Local woman finds path to happiness leads home
February 6, 2012 8:41 PM

State Journal Register
Springfield, Illinois -- Jun 20, 2003 --

Confucius says, 'Choose a job you like and you'll never have to work a day in your life.' I think that's very true," says small business owner Michelle Tjelmeland (pronounced "chum-land"). In just three years, Tjelmeland has turned her passion into an award-winning corporation, E-websmart, that allows her to do professional work at home.

E-websmart is a corporation that creates business websites and works with other partners to provide Internet-related services.

This month, E-websmart won the "Gold" award from The World Wide Web Awards Association. During June, Tjelmeland won the "Small Business Owner of the Year" award from the Greater Springfield Chamber of Commerce. Indeed, E-websmart and Tjelmeland have won many awards over the years.

Tjelmeland is a website developer who has worked with both small "mom-and-pop" businesses and multi-million dollar corporations. Her extensive client list includes: Lake Springfield Marina, Holiday Inn Express and many other organizations.

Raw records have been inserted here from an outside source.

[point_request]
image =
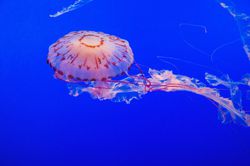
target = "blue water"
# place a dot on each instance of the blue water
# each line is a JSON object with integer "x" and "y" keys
{"x": 40, "y": 124}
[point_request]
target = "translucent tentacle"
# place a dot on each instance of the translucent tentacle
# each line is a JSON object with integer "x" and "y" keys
{"x": 243, "y": 22}
{"x": 133, "y": 87}
{"x": 77, "y": 4}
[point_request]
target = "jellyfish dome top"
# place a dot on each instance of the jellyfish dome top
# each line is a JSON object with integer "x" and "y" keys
{"x": 89, "y": 61}
{"x": 87, "y": 55}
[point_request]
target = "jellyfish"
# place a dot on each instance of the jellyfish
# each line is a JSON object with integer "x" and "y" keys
{"x": 92, "y": 62}
{"x": 77, "y": 4}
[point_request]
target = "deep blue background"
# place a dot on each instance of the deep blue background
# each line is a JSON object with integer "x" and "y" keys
{"x": 40, "y": 124}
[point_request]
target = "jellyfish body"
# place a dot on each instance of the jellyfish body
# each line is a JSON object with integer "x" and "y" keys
{"x": 87, "y": 55}
{"x": 89, "y": 60}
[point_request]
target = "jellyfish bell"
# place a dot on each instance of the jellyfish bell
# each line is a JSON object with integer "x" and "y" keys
{"x": 88, "y": 56}
{"x": 90, "y": 60}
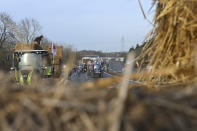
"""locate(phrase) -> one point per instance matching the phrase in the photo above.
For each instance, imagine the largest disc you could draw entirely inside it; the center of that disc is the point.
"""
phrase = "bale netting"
(171, 49)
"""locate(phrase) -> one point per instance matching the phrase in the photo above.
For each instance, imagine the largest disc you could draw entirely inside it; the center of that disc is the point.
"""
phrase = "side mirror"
(12, 68)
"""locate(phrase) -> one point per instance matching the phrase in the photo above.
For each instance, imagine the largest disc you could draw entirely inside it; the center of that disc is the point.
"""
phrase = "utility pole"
(122, 44)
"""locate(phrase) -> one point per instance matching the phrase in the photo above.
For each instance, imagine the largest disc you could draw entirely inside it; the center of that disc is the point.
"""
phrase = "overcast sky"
(86, 24)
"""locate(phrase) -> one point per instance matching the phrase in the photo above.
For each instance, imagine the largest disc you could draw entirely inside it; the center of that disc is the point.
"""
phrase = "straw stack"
(172, 42)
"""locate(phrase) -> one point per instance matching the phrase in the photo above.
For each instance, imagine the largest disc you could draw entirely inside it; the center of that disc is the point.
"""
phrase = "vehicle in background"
(31, 61)
(98, 70)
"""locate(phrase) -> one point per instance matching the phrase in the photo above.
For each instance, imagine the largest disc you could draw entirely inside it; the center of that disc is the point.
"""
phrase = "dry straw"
(170, 50)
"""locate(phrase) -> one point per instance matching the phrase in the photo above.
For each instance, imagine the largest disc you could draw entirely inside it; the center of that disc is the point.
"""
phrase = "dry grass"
(113, 104)
(171, 50)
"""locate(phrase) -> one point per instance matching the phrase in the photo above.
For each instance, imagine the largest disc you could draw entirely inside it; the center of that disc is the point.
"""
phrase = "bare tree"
(28, 30)
(7, 27)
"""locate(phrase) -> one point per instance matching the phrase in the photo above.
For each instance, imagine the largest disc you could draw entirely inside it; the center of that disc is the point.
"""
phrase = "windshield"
(29, 61)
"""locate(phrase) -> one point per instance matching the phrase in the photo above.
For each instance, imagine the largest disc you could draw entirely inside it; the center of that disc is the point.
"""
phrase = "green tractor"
(29, 64)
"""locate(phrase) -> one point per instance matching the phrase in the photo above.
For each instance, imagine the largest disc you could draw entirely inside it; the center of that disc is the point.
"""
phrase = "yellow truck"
(31, 60)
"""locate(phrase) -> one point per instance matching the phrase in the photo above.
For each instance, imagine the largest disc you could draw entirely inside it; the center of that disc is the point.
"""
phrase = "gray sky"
(86, 24)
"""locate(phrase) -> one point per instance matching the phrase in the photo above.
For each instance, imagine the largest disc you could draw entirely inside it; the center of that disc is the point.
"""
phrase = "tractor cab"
(28, 62)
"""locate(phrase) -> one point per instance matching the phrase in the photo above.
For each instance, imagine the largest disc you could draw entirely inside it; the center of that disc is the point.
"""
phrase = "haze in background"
(106, 25)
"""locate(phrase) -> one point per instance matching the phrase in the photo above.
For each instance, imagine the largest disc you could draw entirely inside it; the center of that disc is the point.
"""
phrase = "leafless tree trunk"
(28, 29)
(7, 27)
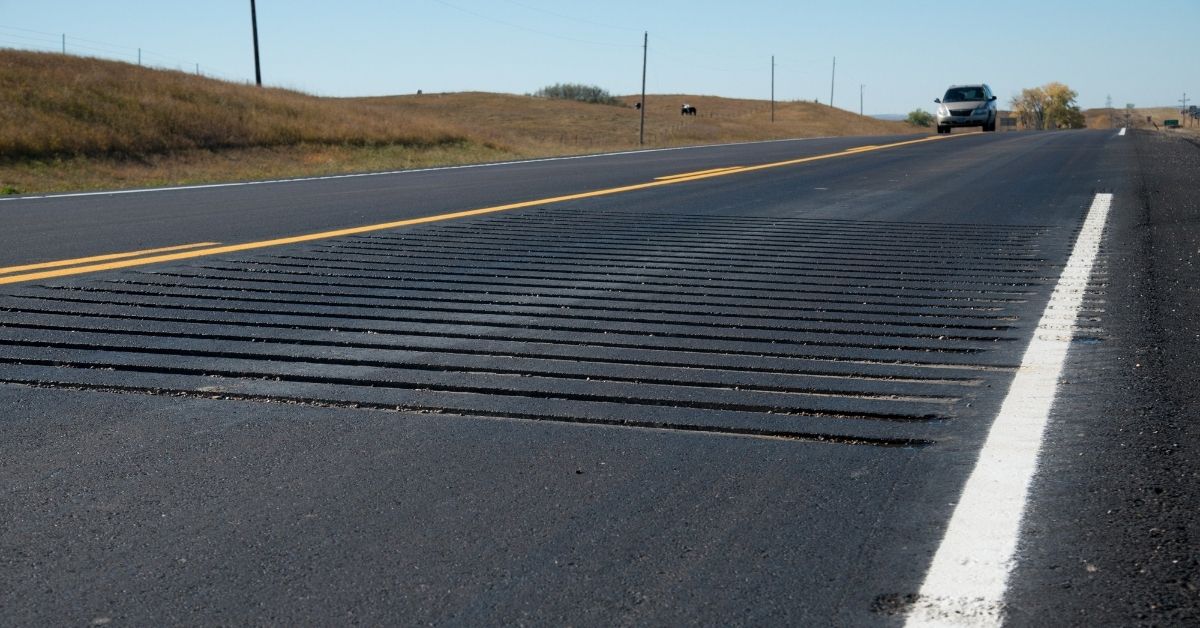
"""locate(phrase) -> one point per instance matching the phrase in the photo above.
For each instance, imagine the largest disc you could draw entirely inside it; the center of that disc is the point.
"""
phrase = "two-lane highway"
(726, 384)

But just half a decade ago, she was a teacher. When her first child, Ellie, was born five years ago, she quit and concentrated on getting a master's degree online from University of Illinois at Urbana-Champaign.

"During that time, I realized how much I love computers. And I found an occupation in which my disability didn't matter," says Tjelmeland, who is hearing-impaired.

She urges others to utilize their college degrees and tie in their interests. "So many people go along in life and never enjoy what they do," Tjelmeland says.

But she has followed her heart. Not surprisingly, her work began with a website for her husband Joel, a car dealer. Soon she created websites for other people and then officially went into business in 2000.

Now Tjelmeland has found a job that allows her to spend time with both her daughters, 5-year-old Ellie and 3-year-old Lucy. She usually works from her home three to four days a week, hiring a sitter to help watch the children. Her varying schedule allows her to take Ellie to school and tuck both girls in at night.

"It's ideal," says Tjelmeland. "I am able to pick and choose when I go to work. The freedom and flexibility are worth so much. I love waking up and doing what I do."

While she notes her profession is well-suited for women with children, she adds that people interested in working from home should be prepared for a challenge.

"When you work from home you have to be completely motivated," Tjelmeland says. "But I would choose my job one-hundred-thousand times again."